Professor Maria Belvisi is the head of the Respiratory Pharmacology group at the National Heart and Lung Institute, Imperial College London.
Maria is an internationally recognised expert and her research is focused on the cellular and molecular mechanisms of asthma, COPD and chronic cough. In 2010, along with Dr Mark Birrell, she formed IR Pharma; a preclinical respiratory drug discovery organisation which is part of the Imperial Innovations portfolio of companies.
There are a variety of animal models for studying conditions such as asthma and COPD, but none fully recreate the human condition. In order to develop effective new therapies it is essential to investigate mechanisms in human tissue.
We require large pieces of lung with the vagus nerve intact, but found that these are not easily accessible, posing a significant barrier to using this tissue for our experiments. We have taken two approaches to try to overcome this. Firstly, we purchase whole lung from a not-for-profit organisation, the International Institute for the Advancement of Medicine (IIAM), based in the US. IIAM work alongside not-for-profit organ procurement organisations (OPOs) to distribute human organs and tissue to researchers around the world.
The non-profit status means that we find it more financially viable to bring in tissue from the US than purchase from alternative commercial sources. We are able to make exact specification requirements regarding the tissue including disease status, age, and the time off a ventilator.
“Using human tissue has decreased animal use in our lab by 23%.”
In addition to this, in the UK we have registered to receive organ tissue with approval obtained for research use that is removed for transplantation, but is then rejected for that purpose - any researcher can request to receive this tissue. Each year there are currently approximately 400 lung samples where the tissue is not suitable for transplant but which could be used for research. However, due to the lack of infrastructure and information around access and distribution of samples, this is not utilised. Through an NC3Rs Infrastructure for Impact award, we are currently looking at ways to implement an OPO-style approach in this country, to ensure more human tissue can be made available for research purposes.

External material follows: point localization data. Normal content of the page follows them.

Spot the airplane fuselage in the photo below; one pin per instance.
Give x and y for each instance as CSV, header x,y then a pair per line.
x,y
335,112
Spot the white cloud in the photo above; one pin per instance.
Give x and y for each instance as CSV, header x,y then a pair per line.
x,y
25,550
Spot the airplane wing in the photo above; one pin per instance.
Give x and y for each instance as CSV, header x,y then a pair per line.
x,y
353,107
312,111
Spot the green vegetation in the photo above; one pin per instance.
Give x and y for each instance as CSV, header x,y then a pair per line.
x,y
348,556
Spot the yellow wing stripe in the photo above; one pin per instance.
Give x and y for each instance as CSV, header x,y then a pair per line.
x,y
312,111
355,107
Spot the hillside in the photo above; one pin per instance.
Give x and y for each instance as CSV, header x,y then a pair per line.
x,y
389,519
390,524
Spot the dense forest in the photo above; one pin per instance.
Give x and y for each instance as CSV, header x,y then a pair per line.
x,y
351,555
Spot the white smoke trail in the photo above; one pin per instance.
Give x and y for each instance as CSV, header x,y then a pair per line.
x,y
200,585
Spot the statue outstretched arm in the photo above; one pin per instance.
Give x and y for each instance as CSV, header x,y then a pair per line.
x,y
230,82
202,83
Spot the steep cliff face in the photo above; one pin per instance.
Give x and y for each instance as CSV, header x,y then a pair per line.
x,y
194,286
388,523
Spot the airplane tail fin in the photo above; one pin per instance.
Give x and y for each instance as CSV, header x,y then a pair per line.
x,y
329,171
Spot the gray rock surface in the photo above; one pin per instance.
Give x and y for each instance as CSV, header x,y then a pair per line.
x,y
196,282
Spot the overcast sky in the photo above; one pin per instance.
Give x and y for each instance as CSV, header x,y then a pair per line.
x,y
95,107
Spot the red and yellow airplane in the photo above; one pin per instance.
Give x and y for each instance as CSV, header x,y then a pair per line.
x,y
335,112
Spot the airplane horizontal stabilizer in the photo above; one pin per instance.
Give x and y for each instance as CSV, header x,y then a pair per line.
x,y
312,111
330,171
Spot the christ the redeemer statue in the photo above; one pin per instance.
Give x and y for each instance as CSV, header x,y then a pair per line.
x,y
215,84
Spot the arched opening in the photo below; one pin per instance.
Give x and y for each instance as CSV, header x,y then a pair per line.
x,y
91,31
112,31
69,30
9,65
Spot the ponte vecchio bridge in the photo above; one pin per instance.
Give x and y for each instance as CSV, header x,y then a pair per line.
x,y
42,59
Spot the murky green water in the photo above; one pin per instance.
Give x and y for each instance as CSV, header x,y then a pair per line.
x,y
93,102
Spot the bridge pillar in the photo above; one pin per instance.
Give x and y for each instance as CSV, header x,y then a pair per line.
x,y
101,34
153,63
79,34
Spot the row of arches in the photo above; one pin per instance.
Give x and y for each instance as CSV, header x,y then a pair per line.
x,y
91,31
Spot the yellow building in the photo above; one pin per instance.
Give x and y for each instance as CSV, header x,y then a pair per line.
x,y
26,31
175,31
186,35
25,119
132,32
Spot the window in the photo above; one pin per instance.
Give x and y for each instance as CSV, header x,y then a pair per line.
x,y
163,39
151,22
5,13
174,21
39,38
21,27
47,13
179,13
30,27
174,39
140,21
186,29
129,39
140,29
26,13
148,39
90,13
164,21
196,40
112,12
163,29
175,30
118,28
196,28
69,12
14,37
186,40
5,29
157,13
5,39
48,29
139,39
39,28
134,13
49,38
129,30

The main advice I would give to someone who wanted to access human tissue for research is to be flexible. Access is by far the most important barrier to overcome, but once you are able to access tissue it may become available at short notice and unsociable hours. For my researchers, when tissue becomes available then utilising this is a priority . In addition we share any tissue we receive with other labs to maximise the scientific and 3Rs benefit of any tissue we are given.
Using human tissue has had a huge impact on our research. We have seen an increase in our publication rate in translational respiratory journals since adopting human tissue approaches. This is in contrast to those that suggest publishing data generated in human tissue is difficult.
“We have seen an increase in our publication rate since adopting human tissue approaches.”
Additionally, our work is now more translatable to a clinical setting, and my lab was involved in generating key data sets during the development of tiotropium bromide (Spiriva), a long-acting muscarinic antagonist that is used in the treatment of COPD.